Delrio, al fondo, è rimasto ulivista. È l’ultimo di quella generazione che Renzi non abbia ancora buttato fuori dal campo. Non gli sarà facile farlo fuori.
Dietro il ministro ci sono i sindaci, c’è un elettorato cattolico democratico, si raccoglierà la parte più ragionante della sinistra dem. Al premier resterà la sua piccola e fedelissima truppa che prima o poi si spaccherà, come è nella natura delle cose.
IL MINISTRO, ULTIMO DEGLI ULIVISTI. In questo momento Renzi ha il vento in poppa. Gli va tutto bene. E l’augurio è che continui così. Ma nessuno sa come il segretario dem saprà affrontare le difficoltà, quelle vere, quelle che si hanno quando si gioca avendo un avversario in campo e non, come in questi mesi, quando la porta in cui tirare è una sola.
Il vantaggio per tutti dell’eventuale approfondirsi della dialettica con Delrio sta nel fatto che assisteremo non alla spaccatura fra luogotenenti renziani (pensate che un giorno scriveremo di boschiani e lottiani, in riferimento alla seducente ministra e al rampantissimo sottosegretario), ma al confronto fra due diverse concezioni della politica, del partito, del potere, della sostanza del governare.

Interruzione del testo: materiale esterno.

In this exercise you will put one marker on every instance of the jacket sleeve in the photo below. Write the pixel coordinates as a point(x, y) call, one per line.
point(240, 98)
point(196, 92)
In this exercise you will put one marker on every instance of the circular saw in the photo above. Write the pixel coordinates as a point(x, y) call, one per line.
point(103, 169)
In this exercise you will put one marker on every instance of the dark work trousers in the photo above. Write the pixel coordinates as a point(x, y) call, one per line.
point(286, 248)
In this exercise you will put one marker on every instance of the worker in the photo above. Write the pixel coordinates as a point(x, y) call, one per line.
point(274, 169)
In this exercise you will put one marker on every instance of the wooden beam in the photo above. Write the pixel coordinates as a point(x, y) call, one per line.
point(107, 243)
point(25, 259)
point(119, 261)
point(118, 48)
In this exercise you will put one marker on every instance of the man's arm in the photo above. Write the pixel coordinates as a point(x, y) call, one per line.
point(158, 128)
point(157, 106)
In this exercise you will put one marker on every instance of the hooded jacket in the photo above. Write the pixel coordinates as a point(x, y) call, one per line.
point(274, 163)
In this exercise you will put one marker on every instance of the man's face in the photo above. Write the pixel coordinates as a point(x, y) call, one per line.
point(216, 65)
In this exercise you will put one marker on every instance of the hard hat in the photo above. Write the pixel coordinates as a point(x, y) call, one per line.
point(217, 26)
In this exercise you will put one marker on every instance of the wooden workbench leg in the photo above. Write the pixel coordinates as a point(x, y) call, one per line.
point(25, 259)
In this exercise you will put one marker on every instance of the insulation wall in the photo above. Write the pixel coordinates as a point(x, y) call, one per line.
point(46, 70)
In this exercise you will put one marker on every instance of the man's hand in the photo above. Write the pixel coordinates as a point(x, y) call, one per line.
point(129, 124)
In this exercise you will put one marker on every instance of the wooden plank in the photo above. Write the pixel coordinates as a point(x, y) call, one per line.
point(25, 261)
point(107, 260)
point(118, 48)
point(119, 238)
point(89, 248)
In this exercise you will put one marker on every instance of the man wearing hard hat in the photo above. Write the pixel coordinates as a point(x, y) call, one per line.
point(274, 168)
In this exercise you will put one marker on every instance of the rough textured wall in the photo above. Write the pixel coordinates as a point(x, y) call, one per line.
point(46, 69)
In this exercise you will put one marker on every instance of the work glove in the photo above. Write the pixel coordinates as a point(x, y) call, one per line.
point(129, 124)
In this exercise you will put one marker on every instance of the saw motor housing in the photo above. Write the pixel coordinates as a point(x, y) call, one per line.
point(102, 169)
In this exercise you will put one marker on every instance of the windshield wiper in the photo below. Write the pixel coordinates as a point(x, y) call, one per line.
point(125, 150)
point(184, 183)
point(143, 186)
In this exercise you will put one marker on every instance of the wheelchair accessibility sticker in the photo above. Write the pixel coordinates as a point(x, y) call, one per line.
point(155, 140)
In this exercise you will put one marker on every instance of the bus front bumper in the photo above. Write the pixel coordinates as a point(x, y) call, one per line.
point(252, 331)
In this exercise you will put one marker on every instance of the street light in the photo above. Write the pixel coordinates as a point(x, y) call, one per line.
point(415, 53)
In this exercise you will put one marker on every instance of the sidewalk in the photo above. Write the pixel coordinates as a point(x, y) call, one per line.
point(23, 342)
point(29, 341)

Forse diamo al ministro troppa rilevanza, ma spesso la dialettica politica va al di là della volontà e della capacità dei suoi interpreti. Il distacco di Delrio e di altri sarà la conseguenza della lenta agonia del Pd come se l’erano immaginato i fondatori, cioè la normale evoluzione dell’Ulivo.
Renzi ne vorrà fare il braccio armato di una rivoluzione dall’alto, tardo-blairiana che forse, per questo Paese per tanti anni immobile, è quel che serve. Purchè sia per poco tempo.